逃げられない世代 ――日本型「先送り」システムの限界

2018年6月16日

 東大経済学部卒→経済産業省キャリア官僚(7年半)→フリーランス(5年半)という経歴を持つ著者が、
日本の抱える「社会保障」と「安全保障」をテーマに問題提起をする本である。

 第1章では、日本の政治を「次の選挙のために2~3年スパンでしか考えない与党議員」「与党議員の意向
を踏まえて対処療法的な政策で対応する官僚」「政権・与党をスキャンダルで批判し足を引っ張る野党」とい
う『三すくみ』の状態にあり、問題の「先送りシステム」が回っているとしている。

 まあ昨年来の国会を見る限り「モリ・カケ問題」に振り回され、中国・北朝鮮など周囲を取り巻く国際問題
にまともに対応できていない現状では、この指摘も正しいと言わざるを得ないだろう。

 ただ第2章の「社会保障の先送り課題」にあるように、現在は国債を民間部門が引き受けることで政府債務
の問題は表面化していないが、この仕組みももってあと20年。団塊ジュニア世代が高齢者となる2036年から
2040年ぐらいには、この「先送りシステム」が限界となり(第2章)、年金の減額や課税強化、医療サービス
の自己負担や消費税の引き上げが行われる(第4章)としている。

 巨額の政府債務問題が永遠に先送りできるというのは土台無理な話で、20年後かどうかは別にして、増大す
一方の社会保障費を賄うべく国債の引き受け先を海外に振り向けないのであれば、政府予算の中で大きな比
率を占める社会保障の減額はやむを得ないのだろう。

 ただ個人的には、年金の減額等はそのまま生活保護の増大につながるのではないか、と危惧しており、結果
として社会保障費用の削減にはならないのではないかと思う。

 金利もあと20年現状の水準が続くとは思えず、物価の上昇で生活者の家計は厳しくなるだろし、AIの普及で
相当量の労働が削減される影響も大きいはずだ。社会不安が拡大する可能性は決して低くない。

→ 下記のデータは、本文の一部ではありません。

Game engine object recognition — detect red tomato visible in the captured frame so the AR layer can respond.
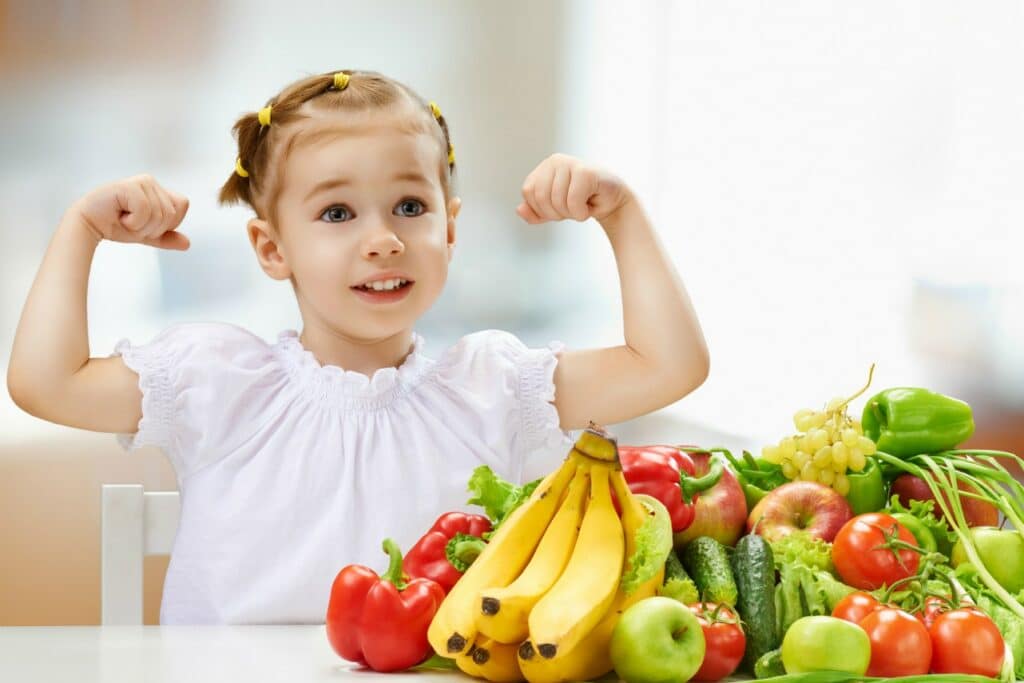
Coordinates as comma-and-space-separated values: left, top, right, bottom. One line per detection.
689, 602, 746, 681
928, 607, 1006, 678
833, 591, 883, 624
860, 607, 932, 678
833, 512, 921, 591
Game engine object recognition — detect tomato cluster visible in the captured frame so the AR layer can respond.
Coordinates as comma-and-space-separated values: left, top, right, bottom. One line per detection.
833, 591, 1005, 678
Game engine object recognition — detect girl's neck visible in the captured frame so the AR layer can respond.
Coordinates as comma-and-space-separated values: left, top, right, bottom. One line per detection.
299, 326, 413, 377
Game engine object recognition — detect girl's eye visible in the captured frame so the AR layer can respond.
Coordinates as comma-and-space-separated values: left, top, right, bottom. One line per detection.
321, 206, 351, 223
397, 200, 427, 216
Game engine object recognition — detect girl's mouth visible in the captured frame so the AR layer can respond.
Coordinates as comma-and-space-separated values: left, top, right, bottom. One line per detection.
350, 281, 415, 303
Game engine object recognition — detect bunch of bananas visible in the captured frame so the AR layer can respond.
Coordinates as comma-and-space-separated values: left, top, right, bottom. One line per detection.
427, 423, 671, 683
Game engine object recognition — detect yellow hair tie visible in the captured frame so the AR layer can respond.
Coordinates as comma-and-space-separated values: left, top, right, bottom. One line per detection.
256, 105, 270, 128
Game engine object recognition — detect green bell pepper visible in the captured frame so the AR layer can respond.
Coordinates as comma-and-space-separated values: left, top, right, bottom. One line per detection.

 また著者は原子力発電について、核燃料サイクルの実現によって「核兵器保有国になれる」という状況を維
持することは安全保障上も必要であるとし、原子力発電の「負」の側面も含めて徹底的に付き合っていくべき
と論じている。

 これについては意見が大きく割れるだろう。もともと「安全」という前提で進められていた原子力発電の論
理が「福島原発」で破綻したわけで、もはや想定外の事故が起きるのを前提に話を進めるべきだろう。
 
 ただ石油、石炭の輸入に依存する現状も将来に渡って保証されている訳ではないので、原子力を認めないな
らCo2を排出する化石燃料への対応をどう位置付けするのか、もしくは消費電力そのものの削減を選択するな
ら、今後急激に需要が増えるEVへの電力供給をどうするのか、など解決すべき課題は多い。

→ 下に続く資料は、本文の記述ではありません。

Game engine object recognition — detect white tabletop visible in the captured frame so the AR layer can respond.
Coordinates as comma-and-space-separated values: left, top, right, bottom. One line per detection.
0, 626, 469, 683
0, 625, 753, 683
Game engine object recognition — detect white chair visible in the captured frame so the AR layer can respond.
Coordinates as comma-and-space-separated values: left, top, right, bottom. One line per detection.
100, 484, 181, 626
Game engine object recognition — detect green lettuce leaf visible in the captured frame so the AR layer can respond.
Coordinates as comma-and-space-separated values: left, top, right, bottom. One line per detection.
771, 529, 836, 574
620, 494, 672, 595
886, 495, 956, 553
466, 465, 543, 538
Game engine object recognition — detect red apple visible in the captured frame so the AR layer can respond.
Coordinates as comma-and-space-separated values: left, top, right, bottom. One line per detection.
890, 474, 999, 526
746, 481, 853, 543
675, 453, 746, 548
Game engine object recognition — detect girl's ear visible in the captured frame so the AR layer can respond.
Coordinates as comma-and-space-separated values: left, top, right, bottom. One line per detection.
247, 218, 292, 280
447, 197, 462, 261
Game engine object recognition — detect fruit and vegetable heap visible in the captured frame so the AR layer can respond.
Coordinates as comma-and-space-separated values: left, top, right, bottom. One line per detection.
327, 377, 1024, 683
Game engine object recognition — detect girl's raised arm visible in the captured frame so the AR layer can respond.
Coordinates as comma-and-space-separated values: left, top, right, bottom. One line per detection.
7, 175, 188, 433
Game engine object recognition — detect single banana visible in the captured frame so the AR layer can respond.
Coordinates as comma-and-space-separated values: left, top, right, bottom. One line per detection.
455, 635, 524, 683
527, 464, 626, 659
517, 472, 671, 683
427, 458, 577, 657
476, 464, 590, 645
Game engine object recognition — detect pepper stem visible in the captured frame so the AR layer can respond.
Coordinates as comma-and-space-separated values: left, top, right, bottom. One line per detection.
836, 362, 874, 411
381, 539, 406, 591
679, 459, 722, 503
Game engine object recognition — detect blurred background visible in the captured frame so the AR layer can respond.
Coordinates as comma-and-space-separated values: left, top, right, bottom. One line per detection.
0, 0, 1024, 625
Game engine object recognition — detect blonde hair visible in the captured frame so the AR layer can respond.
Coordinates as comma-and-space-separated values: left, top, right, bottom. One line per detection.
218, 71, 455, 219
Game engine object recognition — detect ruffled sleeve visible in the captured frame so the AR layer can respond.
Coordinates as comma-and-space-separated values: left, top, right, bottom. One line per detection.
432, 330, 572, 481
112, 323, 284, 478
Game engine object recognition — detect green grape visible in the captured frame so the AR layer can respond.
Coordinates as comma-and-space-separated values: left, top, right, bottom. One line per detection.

 素人レベルの話で恐縮なのだが、現状の原発の改善・維持に費用をかけるなら、「核暴走が起きず」「高レ
ベル廃棄物が出ない」とされる『核融合炉』の研究・開発に資金や人材を振り向けた方が、中長期的には合理
的ではないかと考えている。

 最後に著者は、以上のような不安材料を提示したうえで「日本の未来は明るい」と述べている。これは「理
屈」ではなく戊辰戦争以来多くの苦難を乗り越えてきた「歴史」に依るとのこと。

 これはもう「予想」というよりは「希望」に近いような気もするが、キャリア官僚という地位を捨てて、
フリーに転じ、相当な苦境を乗り越えてきた著者にとっては、「国民の選択・対応次第で何とかなる」という
ことを言いたいのだろう。

 非正規雇用の拡大、終身雇用の崩壊、専業主婦の激減など、これまでの日本を支えてきた制度・システムが
きな変換点を迎えているのは間違いない。

 「変化はチャンス」という言葉通り、著者を含む今の30代の若者がリーダーシップを取って、数十年後の日
本が再び世界での存在感を高めていることを期待したい。